Es común escuchar que la verdadera naturaleza de las personas, se manifiesta en periodos de crisis. Ello podemos hacerlo extensivo a los países: ahí es cuando exhiben la fortaleza de sus ciudadanos, de sus instituciones y de su organización.

Como es natural en una crisis, sin embargo, a veces no se rinde al 100 por ciento, destacándose localmente esa diferencia como una prueba de un mal desempeño.

Entonces, para medirnos, es interesante tener a la vista las opiniones extranjeras que, sin poder ser acusadas de parciales, comprometidas u oportunistas, nos destacan algunas de nuestras estrategias.

Para ejemplo, entre otros, está la forma en que se maneja la economía, el control de la corrupción o el episodio reciente del artículo de Economist, opacado por la supuesta objeción de EEUU a que se reeligiera a José Miguel Insulza en la OEA por otros cuatro años. Esa fue la noticia que primó.Y vamos, entonces, al punto: parece ser que la epidemia de Influenza Humana no ha sido tan bien resuelta en los países vecinos. ¿Qué nos diferencia estando tan cerca? Voy a intentar una explicación, acercándonos al Sistema de Salud de esos países. Ellos, en lo conceptual, tienen un modelo de práctica aislada, que se caracteriza por ser no integrado, privilegia la libre elección, con demanda espontanea y con respaldo en la atención hospitalaria.

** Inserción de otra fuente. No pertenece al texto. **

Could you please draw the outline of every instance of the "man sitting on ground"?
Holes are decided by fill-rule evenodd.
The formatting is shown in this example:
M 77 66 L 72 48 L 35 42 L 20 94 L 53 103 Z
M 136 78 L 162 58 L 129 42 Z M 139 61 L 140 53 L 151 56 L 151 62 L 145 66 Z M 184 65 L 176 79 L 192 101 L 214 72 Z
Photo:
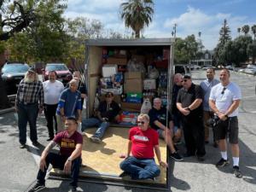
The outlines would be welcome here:
M 160 166 L 166 168 L 167 164 L 161 160 L 158 135 L 148 127 L 148 115 L 140 114 L 137 124 L 138 126 L 129 131 L 127 155 L 124 156 L 125 160 L 120 163 L 120 168 L 131 175 L 131 179 L 154 179 L 160 173 L 154 159 L 154 150 Z M 131 152 L 132 156 L 130 156 Z
M 157 131 L 159 137 L 165 139 L 171 152 L 170 157 L 175 160 L 183 160 L 183 159 L 177 153 L 173 145 L 173 122 L 172 116 L 167 109 L 161 106 L 161 99 L 154 98 L 153 108 L 148 113 L 150 126 Z
M 43 151 L 38 181 L 29 192 L 38 191 L 45 188 L 45 175 L 49 164 L 63 170 L 65 173 L 71 173 L 70 186 L 72 191 L 77 191 L 83 147 L 83 137 L 77 131 L 77 127 L 78 123 L 74 118 L 66 119 L 65 130 L 59 132 Z M 56 144 L 61 147 L 59 154 L 49 152 Z
M 101 102 L 99 108 L 96 112 L 96 117 L 89 118 L 82 121 L 82 131 L 86 128 L 98 126 L 95 135 L 90 139 L 94 143 L 100 143 L 106 130 L 116 119 L 116 116 L 121 111 L 119 104 L 113 100 L 113 94 L 108 92 L 105 96 L 106 101 Z

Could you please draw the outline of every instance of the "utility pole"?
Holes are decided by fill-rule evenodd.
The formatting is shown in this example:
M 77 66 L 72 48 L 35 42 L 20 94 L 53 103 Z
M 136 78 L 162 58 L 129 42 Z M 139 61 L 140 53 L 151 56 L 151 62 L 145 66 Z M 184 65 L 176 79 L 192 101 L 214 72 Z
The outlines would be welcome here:
M 177 24 L 174 23 L 173 31 L 172 32 L 172 37 L 174 37 L 174 38 L 176 38 L 176 27 L 177 27 Z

Las actividades de promoción y fomento no tienen cabida en este modelo y, desde el punto de vista del financiamiento, éste es asumido por el usuario a través de las primas del seguro y un copago variable, atribuido a cada acto médico. Cada paciente, entonces, es tratado en forma individual, los protocolos son personales o institucionales y no hay responsabilidad por el resultado integral de la persona y mucho menos de la población.

En Chile tenemos un Sistema de Salud Publica que responde estrictamente a un Modelo Organizado, que define como su propósito el mantener el estado de Salud y por lo tanto es altamente preventivo, sus prestaciones son integradas, hay gestión de la demanda (que en Salud es estocástica) y es responsable del resultado integral en calidad y costo.

Tratándose de cuadros epidémicos, como el que nos aflige, sin duda ha sido capaz en un comienzo de pesquisar, aislar, tratar, derivar y, sobre todo, llevar registros confiables de los resultados buenos y malos.

Para ello se ha dispuesto una Red que ha sido probada todos los años para las Campañas de Invierno, con reconversión de camas, refuerzos en recursos humanos y, algo muy importante, los insumos farmacológicos y de equipos necesarios. Por tanto no es fortuito que los hospitales, las clínicas y los medicamentos hayan estado a disposición para actuar en los momentos adecuados.

Reitero, nuevamente, un artículo de un diario extranjero lo reconoce y lo pondera.
Mientras tanto, en Chile seguiremos discutiendo en los foros cuánto Estado es necesario y registrando en nuestras retinas la parcialidad de las imágenes que muestran la espera en los hospitales públicos, situaciones que nunca fueron registradas en los centros privados… que también tuvieron las mismas largas esperas.

Todo ello muy injusto para los miles de funcionaros públicos de salud que, con esfuerzo y vocación, lo hacen posible, que también enferman y -más aún- lo hacen por el contacto que deben tener con los enfermos.